During college years, we will often be asked to demonstrate our understanding of sources by writing summaries, evaluations, analyses, and syntheses. These thing make up the four forms of writing that are fundamental to college-level work. Each form emphasizes a particular way of thinking about texts, and each is built on particular skills in critical reading, which in turn will lead us to be a critical writer.

Forms of writing that build on reading that will make us a critical writer, are:

Summary.

When we summarize, we briefly and neutrally restate the main points of a text. Summary draws on our skills of reading to understand.

Evaluation.

When we evaluate, we judge the effectiveness of an author’s presentation and explain our agreement or disagreement. Evaluation draws on our skills of reading to understand, reading to respond, and reading to evaluate.

Analysis.

When we analyze, we use the clearly defined principles set out by one or more authors to investigate the work of other authors or to investigate various situations in the world. Analysis draws on our skills of reading to understand, reading to respond, and reading to evaluate.

Synthesis.

When we synthesize texts, we gather the work of various authors according to our purpose. Synthesis draws on our skills of reading to understand, reading to respond, reading to evaluate, and reading to synthesize.
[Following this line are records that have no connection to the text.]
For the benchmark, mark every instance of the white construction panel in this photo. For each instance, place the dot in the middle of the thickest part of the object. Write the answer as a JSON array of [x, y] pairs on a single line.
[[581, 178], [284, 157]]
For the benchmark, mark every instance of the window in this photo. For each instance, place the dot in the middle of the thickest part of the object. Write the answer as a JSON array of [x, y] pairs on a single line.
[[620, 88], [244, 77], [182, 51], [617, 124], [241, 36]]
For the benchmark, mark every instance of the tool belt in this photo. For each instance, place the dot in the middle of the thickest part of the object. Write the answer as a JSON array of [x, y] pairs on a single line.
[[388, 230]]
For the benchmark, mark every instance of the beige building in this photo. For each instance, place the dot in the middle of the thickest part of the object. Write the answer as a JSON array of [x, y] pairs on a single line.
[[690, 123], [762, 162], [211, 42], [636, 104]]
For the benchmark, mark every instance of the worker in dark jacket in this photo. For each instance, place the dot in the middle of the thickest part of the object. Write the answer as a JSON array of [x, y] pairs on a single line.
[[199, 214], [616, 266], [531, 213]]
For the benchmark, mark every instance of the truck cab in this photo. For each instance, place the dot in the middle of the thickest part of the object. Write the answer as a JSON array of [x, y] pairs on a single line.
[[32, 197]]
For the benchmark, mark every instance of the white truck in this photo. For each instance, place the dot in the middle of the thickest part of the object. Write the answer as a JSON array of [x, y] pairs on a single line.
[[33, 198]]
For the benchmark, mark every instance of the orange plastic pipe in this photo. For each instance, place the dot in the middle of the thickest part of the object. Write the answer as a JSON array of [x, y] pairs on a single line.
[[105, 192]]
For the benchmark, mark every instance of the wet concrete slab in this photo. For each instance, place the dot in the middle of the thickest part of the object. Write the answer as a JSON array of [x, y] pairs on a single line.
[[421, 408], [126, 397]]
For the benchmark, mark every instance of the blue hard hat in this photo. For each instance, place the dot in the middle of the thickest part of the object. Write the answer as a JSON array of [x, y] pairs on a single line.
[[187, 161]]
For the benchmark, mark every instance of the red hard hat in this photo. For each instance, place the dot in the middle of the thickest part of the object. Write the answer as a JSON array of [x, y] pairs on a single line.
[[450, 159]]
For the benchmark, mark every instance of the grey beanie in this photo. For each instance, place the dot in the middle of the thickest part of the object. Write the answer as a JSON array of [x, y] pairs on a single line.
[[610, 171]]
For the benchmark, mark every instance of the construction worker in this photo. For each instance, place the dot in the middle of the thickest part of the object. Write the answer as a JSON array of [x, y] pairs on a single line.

READING TO EVALUATE TECHNIQUE

Evaluating a text is the third component of a close, critical reading for a critical reader. Having understood and responded to a text, we are in a position to investigate its strengths and weaknesses, that is to evaluate it. We will not find every text to be of equal value: equally accurate, equally useful, equally convincing, equally well written. As a critical reader, you should determine the extent to which an author has succeeded or failed in presenting material. We should be able to explain why we and the author agree or disagree.

We have four goals in reading to evaluate:

  1. Distinguish between an author’s use of facts and opinions. When we are reading to evaluate, we want to be alert to an author’s use of facts, opinions, and definitions, and his or her assumed views of the world. We will also want to know if an author’s purpose is primarily to inform or to argue, so that we can pose specific questions accordingly.
  2. Distinguish between an author’s assumptions (fundamental beliefs about the world) and our own. An assumptions is a fundamental belief that shapes people’s views. Sometimes assumptions are based on clearly defined reasons, and other times they are based on ill-defined feelings. Either way, the opinions that people have can be better understood by indentifying the underlying assumpions.
  3. Judge the effectiveness of an explanation.
  4. Judge the effectiveness of an argument.

 

BE A CRITICAL READER

Especially in college, our success as a writer will require that we be an effective reader. To be an effective reader, we have to try to develop habits of mind that prompt us to think critically about what we read. “Critical” in this sense does not mean negative, but rather active and alert. Critical habits include being alert to similarities and differences; posing questions; setting issues in broader contexts; and forming and supporting opinions. Developing the habits of a critical thinker will prepare you for working with the source materials on which we will base much of our writing.

Those habits mentioned above prepare us in a general way for thinking critically about what we see and hear. Noting differences, challenging and being challenged by sources, setting issues in a broader context, and forming and supporting opinions, these habits of mind, so important to thinking critically, do not necessarily lead to formal statements on our part about the materials we encounter.

When teachers and, later, employers ask that we read and use source materials as a basis for writing, we will need to formalize and systematize our critical thinking skills. A close, critical reading requires that we have the skills of reading to understand, reading to respond, reading to evaluate, and reading to synthesize as appropriate to our task.

To a greater or lesser extent, we will naturally mix into a single reading the tasks of reading to understand, to respond, to evaluate, and to synthesize. The goal of a close, critical reading is to make sure we perform these tasks well. To do so, even the most experienced readers find they must read a text or two more times. Reading and rereading are the habits that we must have to achieve the goal.